Sex abuse conductor is jailed

Tuesday 5th June 2007, 11:52AM BST.

wd2155760conductor-in-cour.jpgA West Midlands-born orchestra conductor was today beginning a jail sentence of nearly four years after using his “god-like” status to grope a string of gifted teenage musicians.

Robert King, who is originally from Wombourne and has worked on film music for Pirates of the Caribbean and Shrek 2, plied most with alcohol before attacking them at his home.

Some were assaulted as they slept, while others suffered his unwanted attentions at bathtime.

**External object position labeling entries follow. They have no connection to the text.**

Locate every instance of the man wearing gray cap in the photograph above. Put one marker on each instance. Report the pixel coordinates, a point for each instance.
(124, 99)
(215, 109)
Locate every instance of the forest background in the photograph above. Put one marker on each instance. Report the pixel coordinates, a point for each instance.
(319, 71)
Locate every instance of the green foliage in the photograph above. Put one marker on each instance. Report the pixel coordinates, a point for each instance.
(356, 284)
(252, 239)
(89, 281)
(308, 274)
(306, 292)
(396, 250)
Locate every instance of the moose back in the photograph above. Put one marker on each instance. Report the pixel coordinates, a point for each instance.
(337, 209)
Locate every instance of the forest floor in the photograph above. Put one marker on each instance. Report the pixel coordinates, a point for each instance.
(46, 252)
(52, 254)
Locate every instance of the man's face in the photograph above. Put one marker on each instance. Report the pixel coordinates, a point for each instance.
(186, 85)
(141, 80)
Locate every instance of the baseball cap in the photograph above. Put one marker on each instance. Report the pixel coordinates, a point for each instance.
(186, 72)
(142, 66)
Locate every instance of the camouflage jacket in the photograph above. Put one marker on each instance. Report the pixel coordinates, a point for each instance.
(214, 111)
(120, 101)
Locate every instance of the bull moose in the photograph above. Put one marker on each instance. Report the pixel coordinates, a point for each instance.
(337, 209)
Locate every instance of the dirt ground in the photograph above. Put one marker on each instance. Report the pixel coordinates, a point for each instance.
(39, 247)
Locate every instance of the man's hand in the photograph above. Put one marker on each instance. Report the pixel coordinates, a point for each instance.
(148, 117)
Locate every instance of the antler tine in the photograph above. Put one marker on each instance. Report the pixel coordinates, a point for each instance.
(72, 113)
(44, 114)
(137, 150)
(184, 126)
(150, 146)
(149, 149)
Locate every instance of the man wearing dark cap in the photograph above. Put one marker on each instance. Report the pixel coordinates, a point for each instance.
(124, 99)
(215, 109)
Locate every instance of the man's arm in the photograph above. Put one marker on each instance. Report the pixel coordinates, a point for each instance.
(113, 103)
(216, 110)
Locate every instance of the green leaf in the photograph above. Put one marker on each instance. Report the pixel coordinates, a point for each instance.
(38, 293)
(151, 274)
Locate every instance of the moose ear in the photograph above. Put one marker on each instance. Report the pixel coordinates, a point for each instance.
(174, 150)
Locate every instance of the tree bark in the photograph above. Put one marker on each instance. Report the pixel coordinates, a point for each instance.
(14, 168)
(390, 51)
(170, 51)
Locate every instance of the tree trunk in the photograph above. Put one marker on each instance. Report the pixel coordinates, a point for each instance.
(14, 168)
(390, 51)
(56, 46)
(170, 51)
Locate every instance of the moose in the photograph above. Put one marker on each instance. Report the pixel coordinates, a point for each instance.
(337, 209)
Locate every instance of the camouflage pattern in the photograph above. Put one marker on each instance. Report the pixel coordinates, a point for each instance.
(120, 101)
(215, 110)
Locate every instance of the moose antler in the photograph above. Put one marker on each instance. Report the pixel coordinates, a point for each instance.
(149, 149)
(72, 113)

One of his victims was so desperate to escape his clutches that he fled from room to room until he found a bed to cower under, London’s Isleworth Crown Court heard.

Another, 12 when King, aged 46, first molested him, put up with the abuse for three years.

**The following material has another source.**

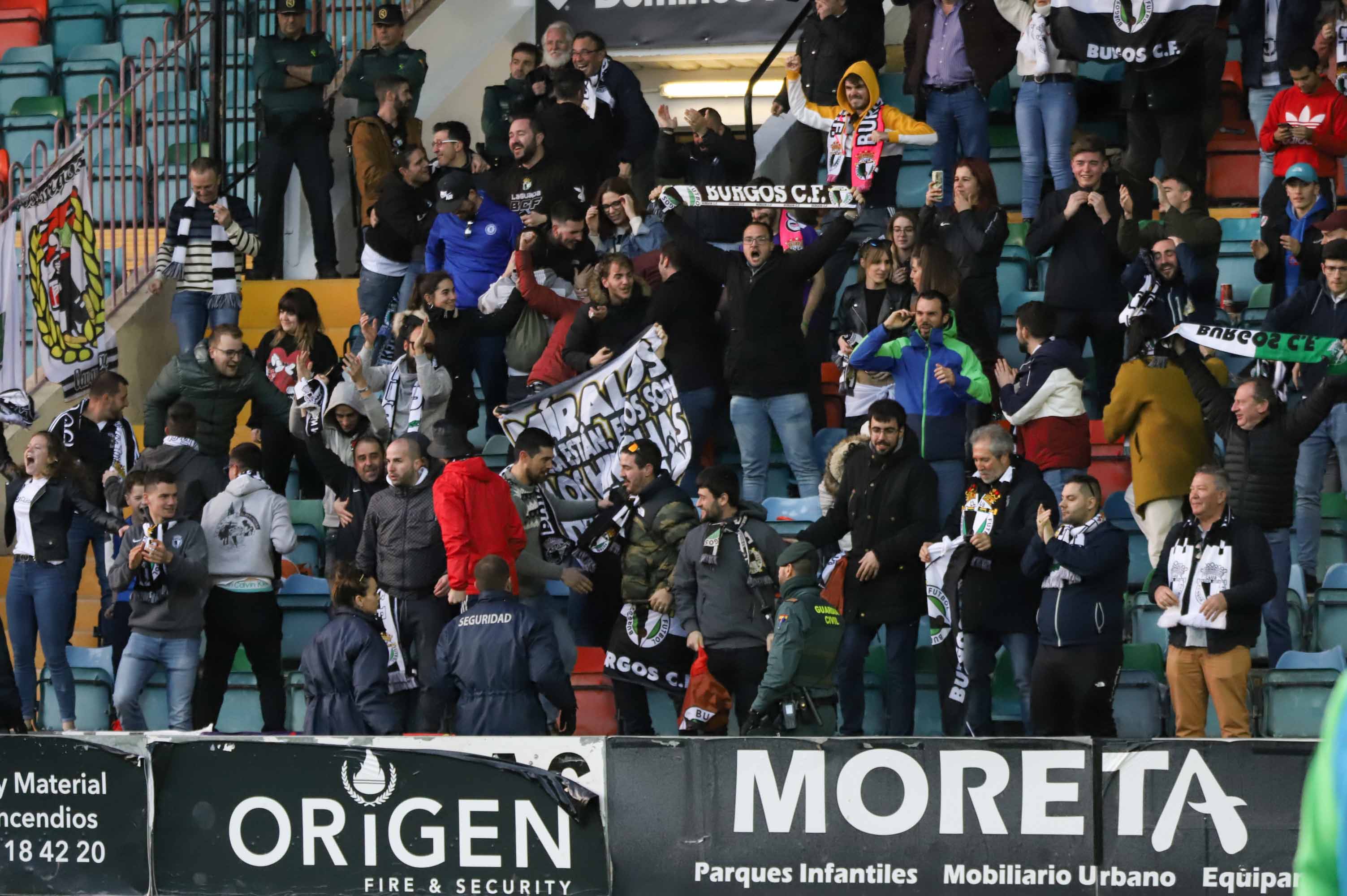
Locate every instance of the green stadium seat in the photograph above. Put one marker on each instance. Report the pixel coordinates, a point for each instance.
(1295, 700)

Like the other four teenagers the defendant targeted – some of whom are now undergoing counselling – he kept his ordeal a secret well into adulthood. Then he wrote to the conductor, who founded the renound King’s Consort orchestra and choir, accusing him of making his childhood “utterly miserable”.

But in court King – regarded as one of the leading British conductors of his generation – dismissed his accuser as a “looney … off his rocker”, and the letter recounting his suffering as just “five pages of vitriol”.

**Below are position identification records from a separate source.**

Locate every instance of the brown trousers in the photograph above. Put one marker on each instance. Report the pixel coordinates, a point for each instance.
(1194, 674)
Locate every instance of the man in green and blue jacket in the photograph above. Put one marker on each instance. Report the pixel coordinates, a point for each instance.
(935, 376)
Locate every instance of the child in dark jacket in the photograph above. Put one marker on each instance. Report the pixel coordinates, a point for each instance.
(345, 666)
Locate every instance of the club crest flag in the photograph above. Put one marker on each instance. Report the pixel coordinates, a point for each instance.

He insisted that all those levelling allegations against him were “absolute” liars.

But Sarah Whitehouse, prosecuting, told the jury: “It flies in the face of reason that five people should independently make these allegations up.” The five-man, seven-woman jury, which spent more than 21 hours over five days considering the evidence, agreed. The defendant, who has presented programmes for the BBC and toured the world with several orchestras, gasped, swayed and paled visibly as the first guilty verdict was announced.

Altogether he was convicted of 14 counts of indecent assault over an 11-year period.

He was cleared earlier of a 15th similar count on the judge’s directions.

Outside court, case officer Dc Emma Macdonald, said: “The conviction of King is testimony to the strength of character shown by his victims to come forward and confront what he did to them.

“The victims spoke of the detriment King’s actions had and, in some cases, continue to have on them.”

The court heard King, of The Old Rectory, Alpherton, Suffolk, was “very well-known in musical circles”.

He made his debut at the BBC Proms in 1991.